Aachen: Ausflugsziel am Haarbach für Öffentlichkeit gesperrt

Aachen : Ausflugsziel am Haarbach für Öffentlichkeit gesperrt

Die Hoffnungen der Haarener Bezirksvertreter, die Umzäunung eines beliebten Ausflugsziels am Haarbach noch verhindern zu können, haben sich endgültig zerschlagen. Noch im Laufe des kommenden Monats soll das Hochwasserrückhaltebecken Kahlgracht aus Sicherheitsgründen komplett eingezäunt und abgeriegelt werden.
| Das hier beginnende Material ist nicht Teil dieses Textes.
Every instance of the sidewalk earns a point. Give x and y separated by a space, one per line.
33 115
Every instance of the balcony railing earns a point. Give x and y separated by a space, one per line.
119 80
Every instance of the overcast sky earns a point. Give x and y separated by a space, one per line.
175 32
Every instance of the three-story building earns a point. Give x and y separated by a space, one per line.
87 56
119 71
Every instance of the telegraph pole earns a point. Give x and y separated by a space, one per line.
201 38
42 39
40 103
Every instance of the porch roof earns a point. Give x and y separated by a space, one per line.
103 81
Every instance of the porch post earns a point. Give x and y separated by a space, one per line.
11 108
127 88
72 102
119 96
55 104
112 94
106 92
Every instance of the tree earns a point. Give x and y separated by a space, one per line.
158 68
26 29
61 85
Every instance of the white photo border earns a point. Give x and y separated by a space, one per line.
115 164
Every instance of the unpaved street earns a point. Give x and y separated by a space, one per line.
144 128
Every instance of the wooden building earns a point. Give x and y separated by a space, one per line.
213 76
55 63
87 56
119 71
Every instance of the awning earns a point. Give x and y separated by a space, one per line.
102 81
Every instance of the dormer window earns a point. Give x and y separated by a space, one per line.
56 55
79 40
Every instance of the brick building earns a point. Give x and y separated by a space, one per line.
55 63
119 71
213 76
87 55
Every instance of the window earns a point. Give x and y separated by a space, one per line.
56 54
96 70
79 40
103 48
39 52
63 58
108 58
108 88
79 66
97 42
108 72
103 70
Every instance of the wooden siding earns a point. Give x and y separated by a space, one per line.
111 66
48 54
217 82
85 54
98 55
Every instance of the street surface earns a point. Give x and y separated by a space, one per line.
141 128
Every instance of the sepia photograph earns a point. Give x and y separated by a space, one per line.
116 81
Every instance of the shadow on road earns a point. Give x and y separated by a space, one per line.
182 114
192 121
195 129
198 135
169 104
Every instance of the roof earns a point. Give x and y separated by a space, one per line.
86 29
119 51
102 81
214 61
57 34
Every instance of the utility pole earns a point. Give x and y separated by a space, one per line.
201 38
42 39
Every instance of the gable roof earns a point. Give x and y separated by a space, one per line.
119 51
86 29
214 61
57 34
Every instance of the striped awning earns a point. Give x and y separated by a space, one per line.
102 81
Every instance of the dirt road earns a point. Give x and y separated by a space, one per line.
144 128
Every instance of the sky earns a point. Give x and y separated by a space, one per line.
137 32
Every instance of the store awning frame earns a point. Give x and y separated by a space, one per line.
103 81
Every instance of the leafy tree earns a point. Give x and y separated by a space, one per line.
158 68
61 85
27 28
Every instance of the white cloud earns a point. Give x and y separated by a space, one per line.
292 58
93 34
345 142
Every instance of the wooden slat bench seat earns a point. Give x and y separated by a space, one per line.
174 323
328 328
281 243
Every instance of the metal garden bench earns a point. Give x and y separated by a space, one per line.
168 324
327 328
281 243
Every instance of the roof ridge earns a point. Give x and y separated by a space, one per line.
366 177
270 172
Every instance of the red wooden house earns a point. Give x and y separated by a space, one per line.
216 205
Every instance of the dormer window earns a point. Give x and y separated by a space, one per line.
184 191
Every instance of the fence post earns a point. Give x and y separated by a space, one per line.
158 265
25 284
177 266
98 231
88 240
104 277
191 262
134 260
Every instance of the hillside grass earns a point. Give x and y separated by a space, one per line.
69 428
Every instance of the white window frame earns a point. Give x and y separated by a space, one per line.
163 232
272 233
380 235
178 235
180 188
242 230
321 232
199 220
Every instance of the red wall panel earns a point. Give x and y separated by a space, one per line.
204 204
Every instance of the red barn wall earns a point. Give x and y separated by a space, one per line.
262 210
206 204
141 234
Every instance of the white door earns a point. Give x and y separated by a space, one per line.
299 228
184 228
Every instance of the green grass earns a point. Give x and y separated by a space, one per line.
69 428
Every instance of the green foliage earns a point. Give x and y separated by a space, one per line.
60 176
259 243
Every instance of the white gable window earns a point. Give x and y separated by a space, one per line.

Viele Spaziergänger und Erholungssuchende werden sich dann umorientieren und ein neues Ziel suchen müssen. Mit Beifall wird der Wasserverband Eifel-Rur (WVER) für seine Absperrpläne kaum rechnen können, das weiß auch Verbandssprecher Marcus Seiler, doch eine Alternative gebe es wegen der Verkehrssicherungspflicht nicht. „Das ist eine schöne Ecke, keine Frage“, sagt Seiler, „aber die Gefahr ist wirklich sehr groß.“

Der Zaun soll künftig sicherstellen, was mit den rund ums Becken aufgestellten Verbotsschildern nie gelungen ist: ungebetene Besucher fernhalten. Etliche Trampelpfade entlang des Haarbachs zeugen davon, wie beliebt die Ecke ist. Dort werden seit vielen Jahren Hunde ausgeführt, Kinder stapfen durchs seichte Wasser, Pärchen lassen sich auf der Wiese nieder. Im vergangenen Jahr hat auch die Raver-Szene das Gelände als Austragungsort für heiße Techno-Partys entdeckt. Die massiven Beschwerden über Lärm und Müll haben endgültig den Ausschlag gegeben, das Becken abzusperren.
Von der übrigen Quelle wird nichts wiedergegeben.